Beijing's "No Car Days"
by John Laumer, Philadelphia on 05.17.06

According to Agence France-Presse, Environmental officials in Beijing have asked residents to stop driving their cars to work one day a month "in an effort to clean up the capital's stifling air pollution and ease traffic jams...More than 200,000 drivers in up to 100 Beijing auto clubs have agreed to comply with the voluntary request, the Beijing Environmental Protection Bureau said in a report posted on its website". The request's trivial long term impact on air quality notwithstanding, those would be the days to ride one's bicycle or walk to work, to revel in life and to remember the freedom and beauty of an earlier time...or anticipate the Olympics. The psychology will be interesting. By helping people see what things could be like, assuming they get a high level of cooperation, there could be more willingness to look for better ways to get around. Which makes us wonder: Gas Hog-free days anyone? Wait. Let's limit this to people driving SUVs while wearing dress clothes...we're thinking about those guys you see wearing a suit and tie, driving their Mega-Truck to the office...so as to leave out the tradesmen and farmers who actually use those things for what they were designed.

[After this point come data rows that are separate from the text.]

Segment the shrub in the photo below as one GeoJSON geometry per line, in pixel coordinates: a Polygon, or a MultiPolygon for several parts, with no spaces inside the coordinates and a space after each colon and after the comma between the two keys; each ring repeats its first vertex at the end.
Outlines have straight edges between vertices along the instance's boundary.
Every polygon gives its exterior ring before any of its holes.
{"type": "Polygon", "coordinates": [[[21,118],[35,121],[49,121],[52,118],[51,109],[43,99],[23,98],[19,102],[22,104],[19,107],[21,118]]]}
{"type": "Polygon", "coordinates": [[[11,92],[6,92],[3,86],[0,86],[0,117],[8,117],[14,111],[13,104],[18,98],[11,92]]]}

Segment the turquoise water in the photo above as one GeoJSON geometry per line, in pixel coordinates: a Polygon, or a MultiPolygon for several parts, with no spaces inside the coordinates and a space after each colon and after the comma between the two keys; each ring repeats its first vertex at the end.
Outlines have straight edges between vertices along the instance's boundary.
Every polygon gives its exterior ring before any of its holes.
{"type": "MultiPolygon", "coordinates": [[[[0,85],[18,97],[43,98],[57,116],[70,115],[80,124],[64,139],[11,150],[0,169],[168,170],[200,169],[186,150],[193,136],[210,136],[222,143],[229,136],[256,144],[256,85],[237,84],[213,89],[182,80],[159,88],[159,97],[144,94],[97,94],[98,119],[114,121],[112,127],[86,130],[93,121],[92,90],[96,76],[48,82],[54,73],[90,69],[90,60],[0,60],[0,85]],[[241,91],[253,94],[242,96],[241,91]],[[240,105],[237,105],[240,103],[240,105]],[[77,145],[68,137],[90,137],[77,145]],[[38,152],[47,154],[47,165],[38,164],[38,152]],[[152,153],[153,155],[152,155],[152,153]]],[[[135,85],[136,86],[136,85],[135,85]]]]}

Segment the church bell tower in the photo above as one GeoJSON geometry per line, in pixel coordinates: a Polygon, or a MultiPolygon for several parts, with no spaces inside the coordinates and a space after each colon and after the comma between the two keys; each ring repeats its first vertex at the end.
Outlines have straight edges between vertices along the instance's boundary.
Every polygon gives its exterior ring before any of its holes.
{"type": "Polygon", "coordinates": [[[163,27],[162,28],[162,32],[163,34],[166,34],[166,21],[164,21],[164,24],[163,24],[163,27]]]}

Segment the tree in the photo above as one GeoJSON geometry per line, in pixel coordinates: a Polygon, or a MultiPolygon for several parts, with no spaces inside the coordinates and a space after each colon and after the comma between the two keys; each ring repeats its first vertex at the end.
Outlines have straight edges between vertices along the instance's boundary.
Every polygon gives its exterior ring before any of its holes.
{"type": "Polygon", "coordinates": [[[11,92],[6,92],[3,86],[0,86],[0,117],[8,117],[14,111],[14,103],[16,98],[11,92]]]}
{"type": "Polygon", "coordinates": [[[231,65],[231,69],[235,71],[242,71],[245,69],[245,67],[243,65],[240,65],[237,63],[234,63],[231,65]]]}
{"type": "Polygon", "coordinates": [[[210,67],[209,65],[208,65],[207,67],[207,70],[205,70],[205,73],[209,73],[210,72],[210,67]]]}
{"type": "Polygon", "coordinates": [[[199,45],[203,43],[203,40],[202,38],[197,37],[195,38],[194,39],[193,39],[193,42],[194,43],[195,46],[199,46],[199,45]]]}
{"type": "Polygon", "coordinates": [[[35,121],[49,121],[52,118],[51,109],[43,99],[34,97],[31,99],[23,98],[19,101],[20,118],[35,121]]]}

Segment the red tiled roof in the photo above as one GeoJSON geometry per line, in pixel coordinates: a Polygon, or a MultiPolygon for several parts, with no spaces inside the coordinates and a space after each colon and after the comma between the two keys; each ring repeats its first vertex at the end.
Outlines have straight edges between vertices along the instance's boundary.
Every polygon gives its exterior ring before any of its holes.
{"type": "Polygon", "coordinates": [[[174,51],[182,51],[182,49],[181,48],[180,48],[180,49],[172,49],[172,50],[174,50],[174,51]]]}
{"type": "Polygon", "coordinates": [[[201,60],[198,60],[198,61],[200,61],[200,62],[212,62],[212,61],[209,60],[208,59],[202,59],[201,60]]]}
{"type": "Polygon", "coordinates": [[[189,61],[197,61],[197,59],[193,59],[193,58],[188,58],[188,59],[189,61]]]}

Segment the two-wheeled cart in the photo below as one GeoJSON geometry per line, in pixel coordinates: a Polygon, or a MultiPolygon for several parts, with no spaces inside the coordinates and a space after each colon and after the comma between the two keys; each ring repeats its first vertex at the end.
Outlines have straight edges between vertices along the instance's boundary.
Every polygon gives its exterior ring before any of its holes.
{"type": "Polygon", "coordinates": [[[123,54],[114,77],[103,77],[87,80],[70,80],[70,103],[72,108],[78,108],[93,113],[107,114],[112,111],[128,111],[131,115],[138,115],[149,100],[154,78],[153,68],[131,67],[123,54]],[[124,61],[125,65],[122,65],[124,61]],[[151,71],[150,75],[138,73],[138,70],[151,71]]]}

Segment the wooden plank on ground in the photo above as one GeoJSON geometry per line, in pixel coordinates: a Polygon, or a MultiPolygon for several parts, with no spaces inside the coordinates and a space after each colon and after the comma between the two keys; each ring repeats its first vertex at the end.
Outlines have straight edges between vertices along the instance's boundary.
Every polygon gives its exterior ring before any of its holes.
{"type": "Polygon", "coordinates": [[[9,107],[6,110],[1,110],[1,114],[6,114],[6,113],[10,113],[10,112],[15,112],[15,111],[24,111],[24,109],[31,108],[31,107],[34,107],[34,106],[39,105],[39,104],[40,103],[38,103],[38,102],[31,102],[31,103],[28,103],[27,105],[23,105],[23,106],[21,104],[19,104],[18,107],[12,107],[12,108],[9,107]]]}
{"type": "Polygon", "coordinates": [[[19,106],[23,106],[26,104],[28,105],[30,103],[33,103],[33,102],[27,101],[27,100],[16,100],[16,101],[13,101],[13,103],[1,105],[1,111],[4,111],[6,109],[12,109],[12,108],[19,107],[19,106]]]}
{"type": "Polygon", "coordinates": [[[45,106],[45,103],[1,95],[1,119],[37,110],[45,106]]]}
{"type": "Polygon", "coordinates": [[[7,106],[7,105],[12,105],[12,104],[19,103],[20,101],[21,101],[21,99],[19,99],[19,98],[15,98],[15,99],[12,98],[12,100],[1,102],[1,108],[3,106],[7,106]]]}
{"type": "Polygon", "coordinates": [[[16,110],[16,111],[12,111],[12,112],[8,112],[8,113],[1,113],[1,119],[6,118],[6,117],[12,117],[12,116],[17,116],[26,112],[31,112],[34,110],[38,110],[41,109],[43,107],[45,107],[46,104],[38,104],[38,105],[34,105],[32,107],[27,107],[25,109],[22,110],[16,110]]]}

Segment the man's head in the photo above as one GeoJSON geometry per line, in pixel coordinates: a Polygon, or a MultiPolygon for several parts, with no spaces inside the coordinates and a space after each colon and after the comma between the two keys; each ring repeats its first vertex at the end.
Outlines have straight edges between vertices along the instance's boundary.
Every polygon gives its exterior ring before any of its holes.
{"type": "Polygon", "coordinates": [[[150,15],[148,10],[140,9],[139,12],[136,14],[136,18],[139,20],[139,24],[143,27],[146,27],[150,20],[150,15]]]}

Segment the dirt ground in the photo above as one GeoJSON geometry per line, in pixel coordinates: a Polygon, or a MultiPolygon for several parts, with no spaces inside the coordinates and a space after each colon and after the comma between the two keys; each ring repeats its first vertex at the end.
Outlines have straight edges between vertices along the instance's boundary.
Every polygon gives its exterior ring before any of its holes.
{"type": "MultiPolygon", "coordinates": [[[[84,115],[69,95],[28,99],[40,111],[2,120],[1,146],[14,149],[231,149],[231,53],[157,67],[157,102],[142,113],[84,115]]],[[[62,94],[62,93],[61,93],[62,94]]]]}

Can't help but think of the irony of this. Remember when almost everyone in China uses bicycles to get around?
You've heard of Car Free Day right? It happens all over the planet, usually in August.
Well, Beijing's poor air quality is caused by more than just car pollution. Actually, more of it is caused by the continued use of coal for cooking and the large amount of dust and dirt from the nearby desert and thousands of construction sites in Beijing. It has been said that there is more construction going on in Beijing than in all of Europe. I believe it. There is also a lack of proper alternatives to using the roads (the subway systems is still a decade away from being something even close to "comprehensive" for a city this large).
One summer while working in sourthern Germany a couple of local towns had "car free days". This wasn't the entire region, but just individual villages.
It was a great idea, and made the entire town eerily quiet. Of course, except that you had to keep dodging out of the way of bicycles.